Regular expressions

From URL Lock
Jump to navigation Jump to search
This page will be organized in the near future. It's presently a dump of what I've sent out
to people asking questions on how to create regular expressions for IE URL Lock

This page documents the typical regular expression patterns that work best with the URL Lock.

A typical regular expression can be like the following:

^http(s)?://www\.thisdomain\.com(/|$)

That will permit http://www.thisdomain.com, http://www.thisdomain.com/, https://www.thisdomain.com/index.html, and any path on that web server, though it won't permit http://thisdomain.com/ as it requires the "www." at the beginning. If you want to make the "www." optional, then the following should work:

^http(s)?://(www\.)?thisdomain\.com(/|$)

It's mostly a matter of putting the optional parts in () and having a ? after the ) to have it match against zero or one instance of the contents in the (). It's good to begin the URL matching regular expressions with ^ to prevent a URL such as http://malicious.web.site.com/https://www.thisdomain.com/ from working. The (/|$) at the end tells the regular expression matcher that either a / must appear after www.thisdomain.com or www.thisdomain.com must be the end of the URL (the $ matches against the end of the URL). The | is used as an "or" operation. It's important to use the period carefully and, if you want to match against a period in microsoft.com, as an example, escape it with a backslash so that it's microsoft\.com. The period matches against any character in regular expressions, so if you have something like ^http://www.microsoft.com(/%7C$), then it will also let in sites such as http://wwwwmicrosoft.com or http://www-microsoft.com/

The regular expression library that IE URL Lock is using has issues with .* when the period is not enclosed in parentheses. That is, (.)* works, but .* does not.
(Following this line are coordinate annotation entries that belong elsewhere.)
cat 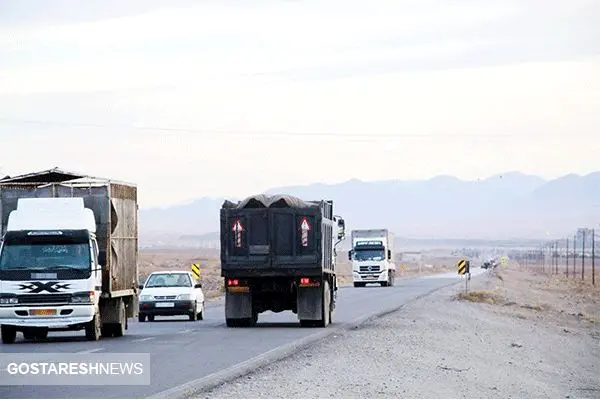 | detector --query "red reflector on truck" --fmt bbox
[300,278,321,287]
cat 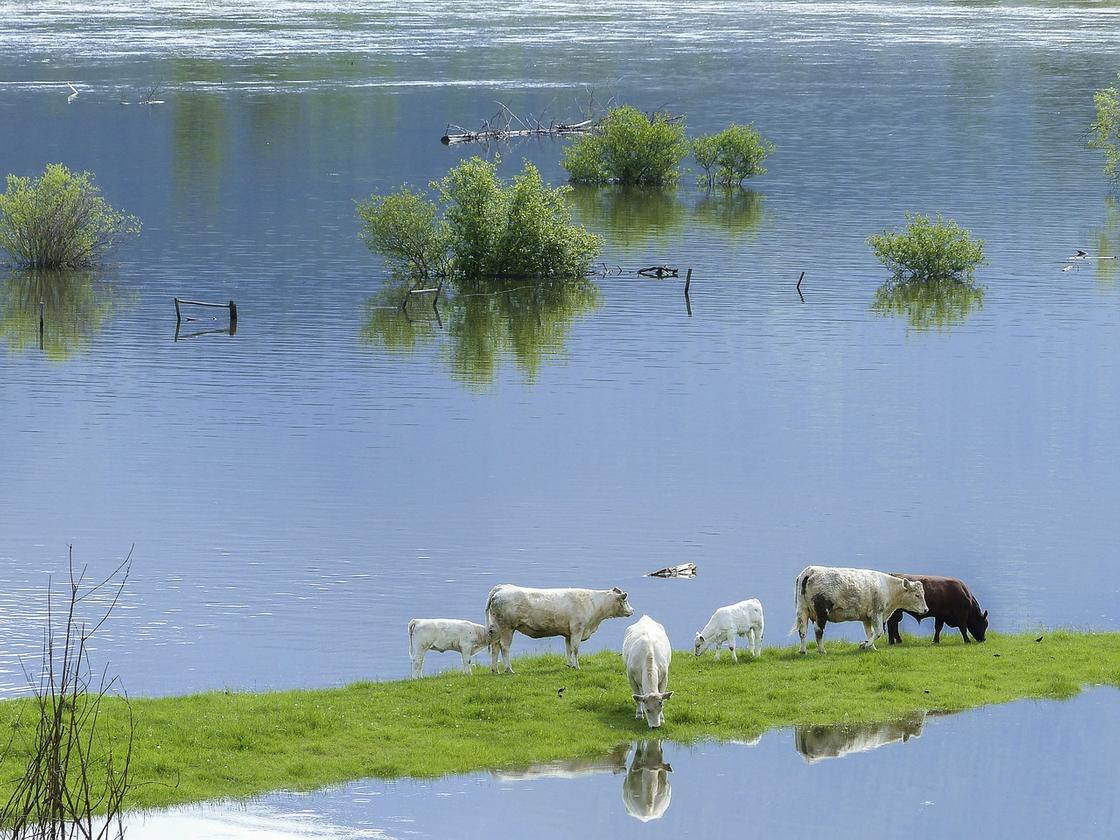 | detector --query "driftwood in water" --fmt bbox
[637,265,676,278]
[439,102,599,146]
[646,563,697,578]
[439,120,596,146]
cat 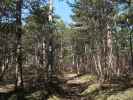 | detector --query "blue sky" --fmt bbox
[53,0,72,24]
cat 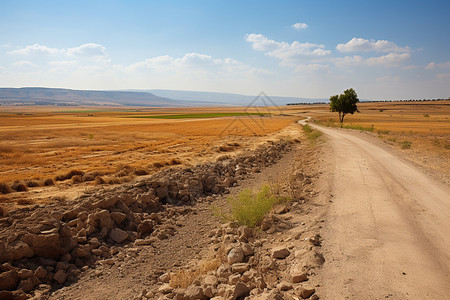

When specifying the host name, periods should be escaped with a backslash or else a substitute character could be used in place of the period to possibly access another web site. Instead of "http(s)://www.website.com/.*", it should be "http(s)?://www\.website\.com/(.)*". I put a ? after the (s) so that http can work, though if you only want to allow https, then "https://www\.website\.com/(.)*" should also work.

For the slash after the web site, another trick can be used to allow "https://www.website.com" in addition to "https://www.website.com/". To do that, it's possible to use "^http(s)?://www\.website\.com(/|$)", which does several things. The ^ at the beginning ensures that the beginning of the URL is matched, and the (/|$) at the end will match when the URL ends with website.com or when a / exists. When a / exists, it doesn't care what follows, which is similar to the desired effect of (.)* at the end.

If you are trying to access website.com without the www, then you will need to construct the regular expression as ^http(s)?://(www\.)?website\.com(/|$). If there are other servers in website.com besides www that you want to provide access to, then you can either list them with | between them, such as ^http(s)?://((www|anotherserver|ftp|one\.with\.a\.subdomain)\.)?website\.com(/|$), or allow a blanket with ^http(s)?://(([-a-zA-Z0-9])+\.)*website\.com(/|$), which ensures that each subdomain component and the server name contain at least one character and are separated by exactly one period. The latter also allows website.com without the www or subdomain.